RGCI & RC is participating in the ICMR funded National Cancer Registry Program. The Cancer Registry is involved in systematic collection, collation and analysis of cancer cases seen at RGCI & RC. This is a hospital based cancer registry. The registry provides an important source for functional audit for the center, research and training. Assessing the burden and distribution of cancer provides leads for cancer research and control. Effectiveness of treatment is measured by the survival time and for evaluation of quality of survival. Cancer registry data provides evidence based information for all facets of oncology training.
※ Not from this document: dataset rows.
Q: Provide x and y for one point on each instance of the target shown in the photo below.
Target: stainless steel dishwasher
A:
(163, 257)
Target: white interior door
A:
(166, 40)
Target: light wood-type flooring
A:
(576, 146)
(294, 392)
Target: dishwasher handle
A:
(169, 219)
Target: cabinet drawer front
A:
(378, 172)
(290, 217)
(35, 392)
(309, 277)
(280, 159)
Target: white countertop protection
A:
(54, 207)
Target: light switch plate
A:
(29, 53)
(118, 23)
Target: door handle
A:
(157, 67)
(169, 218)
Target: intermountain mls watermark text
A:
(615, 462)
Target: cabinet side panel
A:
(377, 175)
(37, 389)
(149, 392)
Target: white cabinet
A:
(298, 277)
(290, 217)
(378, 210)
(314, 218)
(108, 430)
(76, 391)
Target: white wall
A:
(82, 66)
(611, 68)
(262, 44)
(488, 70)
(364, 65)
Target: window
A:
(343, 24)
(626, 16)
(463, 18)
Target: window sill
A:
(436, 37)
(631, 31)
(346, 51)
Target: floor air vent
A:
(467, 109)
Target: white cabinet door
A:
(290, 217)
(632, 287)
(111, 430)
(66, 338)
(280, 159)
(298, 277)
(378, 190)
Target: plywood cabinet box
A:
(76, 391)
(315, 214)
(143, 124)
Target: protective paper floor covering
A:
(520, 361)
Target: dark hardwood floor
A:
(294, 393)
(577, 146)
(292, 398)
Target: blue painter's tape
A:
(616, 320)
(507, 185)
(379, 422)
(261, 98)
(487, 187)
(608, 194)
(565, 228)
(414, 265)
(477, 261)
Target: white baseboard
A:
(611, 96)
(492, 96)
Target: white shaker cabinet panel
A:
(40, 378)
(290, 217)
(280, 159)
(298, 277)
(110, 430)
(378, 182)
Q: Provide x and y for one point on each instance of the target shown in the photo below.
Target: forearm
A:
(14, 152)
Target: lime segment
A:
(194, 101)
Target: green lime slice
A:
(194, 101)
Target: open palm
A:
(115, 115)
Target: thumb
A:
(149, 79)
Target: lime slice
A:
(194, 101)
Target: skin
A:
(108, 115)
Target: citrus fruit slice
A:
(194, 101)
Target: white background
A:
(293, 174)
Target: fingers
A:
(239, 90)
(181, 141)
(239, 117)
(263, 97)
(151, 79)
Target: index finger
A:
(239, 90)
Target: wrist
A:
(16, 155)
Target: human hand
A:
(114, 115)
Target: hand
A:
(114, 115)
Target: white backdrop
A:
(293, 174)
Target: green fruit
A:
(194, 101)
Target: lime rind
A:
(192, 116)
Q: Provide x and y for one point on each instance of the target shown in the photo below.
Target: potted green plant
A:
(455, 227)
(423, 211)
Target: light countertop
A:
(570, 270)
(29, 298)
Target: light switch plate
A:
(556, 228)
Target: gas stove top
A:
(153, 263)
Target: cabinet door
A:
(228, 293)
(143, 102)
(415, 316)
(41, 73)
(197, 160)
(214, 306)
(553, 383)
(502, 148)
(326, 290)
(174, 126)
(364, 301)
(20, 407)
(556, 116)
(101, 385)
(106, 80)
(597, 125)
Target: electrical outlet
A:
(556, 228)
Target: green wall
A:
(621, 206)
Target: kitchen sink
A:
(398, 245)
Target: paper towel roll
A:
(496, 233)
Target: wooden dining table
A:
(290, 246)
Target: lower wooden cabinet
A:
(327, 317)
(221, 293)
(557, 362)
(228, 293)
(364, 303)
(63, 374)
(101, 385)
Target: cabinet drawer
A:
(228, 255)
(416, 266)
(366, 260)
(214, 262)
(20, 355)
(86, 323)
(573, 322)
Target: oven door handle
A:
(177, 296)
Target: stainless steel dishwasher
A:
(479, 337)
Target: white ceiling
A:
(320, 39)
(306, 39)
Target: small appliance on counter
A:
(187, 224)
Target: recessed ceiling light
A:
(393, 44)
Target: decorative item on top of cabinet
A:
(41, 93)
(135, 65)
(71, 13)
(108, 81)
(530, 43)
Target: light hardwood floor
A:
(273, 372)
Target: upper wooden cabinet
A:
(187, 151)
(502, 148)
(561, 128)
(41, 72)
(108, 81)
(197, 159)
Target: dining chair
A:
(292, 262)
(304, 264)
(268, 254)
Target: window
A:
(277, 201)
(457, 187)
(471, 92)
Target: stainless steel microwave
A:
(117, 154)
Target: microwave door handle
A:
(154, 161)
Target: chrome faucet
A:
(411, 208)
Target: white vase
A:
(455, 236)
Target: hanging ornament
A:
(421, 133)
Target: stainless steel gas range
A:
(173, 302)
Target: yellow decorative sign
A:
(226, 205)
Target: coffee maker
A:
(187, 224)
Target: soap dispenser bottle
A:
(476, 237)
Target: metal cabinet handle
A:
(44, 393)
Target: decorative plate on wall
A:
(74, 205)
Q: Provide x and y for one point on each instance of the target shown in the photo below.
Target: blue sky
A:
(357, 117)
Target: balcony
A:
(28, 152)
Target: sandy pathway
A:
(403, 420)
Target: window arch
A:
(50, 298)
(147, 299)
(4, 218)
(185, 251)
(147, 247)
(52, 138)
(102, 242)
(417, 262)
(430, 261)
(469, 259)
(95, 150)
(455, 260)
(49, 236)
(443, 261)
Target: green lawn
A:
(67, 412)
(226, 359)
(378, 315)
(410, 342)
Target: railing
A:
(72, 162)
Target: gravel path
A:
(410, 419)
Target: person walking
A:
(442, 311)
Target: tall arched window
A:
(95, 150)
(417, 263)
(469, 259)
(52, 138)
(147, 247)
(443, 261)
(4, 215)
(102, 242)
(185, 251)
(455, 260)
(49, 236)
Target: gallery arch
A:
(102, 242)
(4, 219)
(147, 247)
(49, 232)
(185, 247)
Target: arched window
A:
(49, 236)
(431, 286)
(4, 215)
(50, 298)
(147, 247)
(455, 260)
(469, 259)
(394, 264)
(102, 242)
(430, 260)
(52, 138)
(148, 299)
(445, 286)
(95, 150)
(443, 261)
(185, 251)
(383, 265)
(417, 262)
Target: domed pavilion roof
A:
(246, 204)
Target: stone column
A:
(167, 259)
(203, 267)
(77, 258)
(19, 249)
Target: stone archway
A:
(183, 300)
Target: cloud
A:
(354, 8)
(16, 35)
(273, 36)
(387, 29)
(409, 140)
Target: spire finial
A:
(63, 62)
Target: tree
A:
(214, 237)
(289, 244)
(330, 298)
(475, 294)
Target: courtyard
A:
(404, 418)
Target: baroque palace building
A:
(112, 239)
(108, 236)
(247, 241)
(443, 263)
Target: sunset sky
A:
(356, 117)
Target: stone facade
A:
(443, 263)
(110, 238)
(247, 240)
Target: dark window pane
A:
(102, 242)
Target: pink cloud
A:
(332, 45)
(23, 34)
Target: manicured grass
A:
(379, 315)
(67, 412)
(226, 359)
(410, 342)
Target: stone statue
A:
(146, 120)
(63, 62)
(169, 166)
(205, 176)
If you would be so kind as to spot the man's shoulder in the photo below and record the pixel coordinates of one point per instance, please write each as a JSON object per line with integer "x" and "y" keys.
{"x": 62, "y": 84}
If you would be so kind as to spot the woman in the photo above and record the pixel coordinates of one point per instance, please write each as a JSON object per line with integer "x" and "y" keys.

Registries play an important role in research into the cause of cancer, both by providing data on patterns and trends, and in different types of epidemiological studies (in particular, in their ability to follow up groups of persons exposed to potential hazard). They comprise an essential element in the planning and monitoring of cancer control strategies, and for identifying priorities in public health.

AIM

The primary purpose of Hospital Based Cancer Registries is to contribute to patient care by providing readily accessible information on the patients with cancer, the treatment received and its results. The data is also used for clinical research and for epidemiological purposes. Hospital based cancer registries are concerned with recording of information on the cancer patients seen in a particular hospital. Within the hospital, a registry is often considered to be an integral part of the hospital’s cancer programme or health care delivery system.

OBJECTIVE

The stated Objectives of Hospital Based Cancer Registries (HBCRs) are outlined below:

GENERAL OBJECTIVES

• Assess patient care
• Participate in clinical research to evaluate therapy
• Provide an idea of the patterns of cancer in the area
• Help plan hospital facilities

SPECIFIC OBJECTIVES

• Contribute to active follow-up of the cancer patient
• Describe survival in relation to anatomical site, clinical stage and aspects of types of treatment
• Contribute to the Population Based Cancer Registries (PBCRs) in the given area
• Undertake epidemiological research through short-term case control studies
• Show time trends in proportion of early to late stages at the time of diagnosis
• Help assess quality of hospital care and cancer services in covered areas

METHODOLOGY

Data collection is done by the individual registries using a standardized common core form. The detailed information in this form mainly consists of patient identifying and demographic information, details of diagnosis, the clinical stage of the disease and the broad type of treatment instituted.